The patient progressed favorably, and was discharged from the intensive care unit to the ward on the third day post-tracheotomy. The tracheotomy was closed on the sixteenth day and the patient was discharged home on the nineteenth day.
Discussion
Scarlet fever is usually a childhood diagnosis, but it can also occur in adulthood. 3 The differential diagnosis of a fever and a rash is broad. In the clinical scenario of a sandpaper rash in the presence of a sore throat and fever, scarlet fever should be considered. 1 It may be associated with complications such as rheumatic fever, glomerulonephritis, pneumonia, endocarditis, and meningitis. Local complications include peritonsillar and retropharyngeal abscesses, with a potential risk of airway involvement. 7 If not diagnosed and treated in a timely manner, it can potentially lead to serious complications, such as laryngeal oedema and acute airway compromise. 6 Adequate and timely treatment, with antibiotic therapy, is usually effective in treating the disease, preventing complications and bad outcomes. 8 In the reported case, the emergent approach of the airway was difficult.

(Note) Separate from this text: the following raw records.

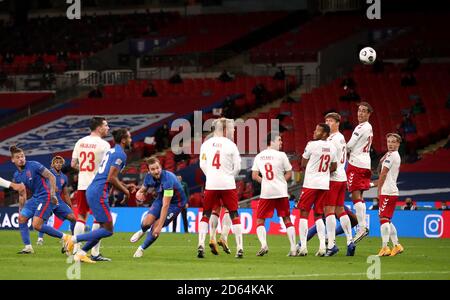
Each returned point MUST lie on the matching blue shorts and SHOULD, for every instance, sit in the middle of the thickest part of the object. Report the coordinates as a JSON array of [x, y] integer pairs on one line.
[[97, 199], [172, 212], [37, 207], [62, 210]]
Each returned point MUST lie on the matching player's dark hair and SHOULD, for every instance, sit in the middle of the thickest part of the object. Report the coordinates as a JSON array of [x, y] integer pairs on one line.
[[335, 116], [395, 135], [271, 137], [14, 150], [96, 122], [325, 128], [57, 157], [152, 160], [119, 134], [366, 104]]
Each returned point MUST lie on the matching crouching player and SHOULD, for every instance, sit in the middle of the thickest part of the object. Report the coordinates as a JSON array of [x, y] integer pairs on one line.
[[97, 195], [169, 203]]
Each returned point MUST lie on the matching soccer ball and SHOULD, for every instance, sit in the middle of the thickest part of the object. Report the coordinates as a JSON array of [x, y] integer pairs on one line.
[[367, 55]]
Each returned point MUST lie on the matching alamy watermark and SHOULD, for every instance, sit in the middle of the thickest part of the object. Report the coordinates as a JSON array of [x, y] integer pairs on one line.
[[251, 130]]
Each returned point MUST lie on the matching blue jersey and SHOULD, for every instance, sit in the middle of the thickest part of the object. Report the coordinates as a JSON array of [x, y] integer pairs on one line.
[[167, 181], [31, 177], [61, 183], [115, 157]]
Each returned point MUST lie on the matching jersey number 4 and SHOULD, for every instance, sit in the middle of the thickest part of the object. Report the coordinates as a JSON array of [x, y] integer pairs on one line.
[[87, 161], [216, 160], [269, 171]]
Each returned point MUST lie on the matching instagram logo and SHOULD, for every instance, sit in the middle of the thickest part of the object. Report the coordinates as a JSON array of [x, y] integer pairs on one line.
[[433, 226]]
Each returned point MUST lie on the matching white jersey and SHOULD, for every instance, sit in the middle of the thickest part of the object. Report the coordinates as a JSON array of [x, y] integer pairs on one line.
[[320, 154], [5, 183], [359, 146], [338, 141], [89, 152], [220, 161], [272, 164], [391, 161]]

The major problem related to airway involvement was the delay in identification of a potentially life-threatening airway obstruction. The recent National Audit Project of the Royal College of Anaesthetists and the Difficult Airway Society (NAP4) has pointed out that at least one-quarter of major complications of airway management in hospitals are likely to occur in the ICU and ED. 4 Poor identification of the patients at risk of experiencing airway problems and of the need for intubation is one of the main reasons, and the appropriate management of these patients is of major importance in reducing the morbidity and mortality. 9
In our case report, endotracheal intubation cannot be achieved by direct laryngoscopy because identification of the anatomical structures was impossible. Awake intubation enlarges the margin of safety because patient maintains the patency of their own airway. 10 Videolaryngoscopy can be used as a first-attempt intubation technique when a difficult airway is suspected. 11
Awake videolaryngoscopy seems to be probably faster, equally safe, and a less complex technique, when compared with awake fiberoptic intubation. Moreover, the ability to select different diameters of tracheal tube with awake videolaryngoscopy is extremely useful, especially when a microlaryngeal endotracheal tube is needed. 12
Nowadays, healthcare providers who work at emergency departments should improve their skills in videolaryngoscopy, because it is an important tool for airway assessment, airway care education, and medicolegal intubation recording. 12 Specific training of emergency room physicians in airway management and the presence of a senior physician with airway management experience, such as an anesthesiologist, are crucial when approaching these patients, improving the success rates of intubation and outcome. 13
Conclusion
This case highlights the clinical difficulty of diagnosis of scarlet fever in the adult and the need for high clinical index suspicion for this diagnosis.
Anesthetists will continue to have a major role in advanced airway management in the emergency department and close collaboration between emergency physicians and anesthetists/critical care physicians should be encouraged.
Footnotes
Declaration of conflicting interests
The author(s) declared no potential conflicts of interest with respect to the research, authorship, and/or publication of this article.
Ethics approval
Our institution does not require ethical approval for reporting individual cases or case series.
Funding
The author(s) received no financial support for the research, authorship, and/or publication of this article.
Informed consent
Written informed consent was obtained from the patient(s) for their anonymized information to be published in this article.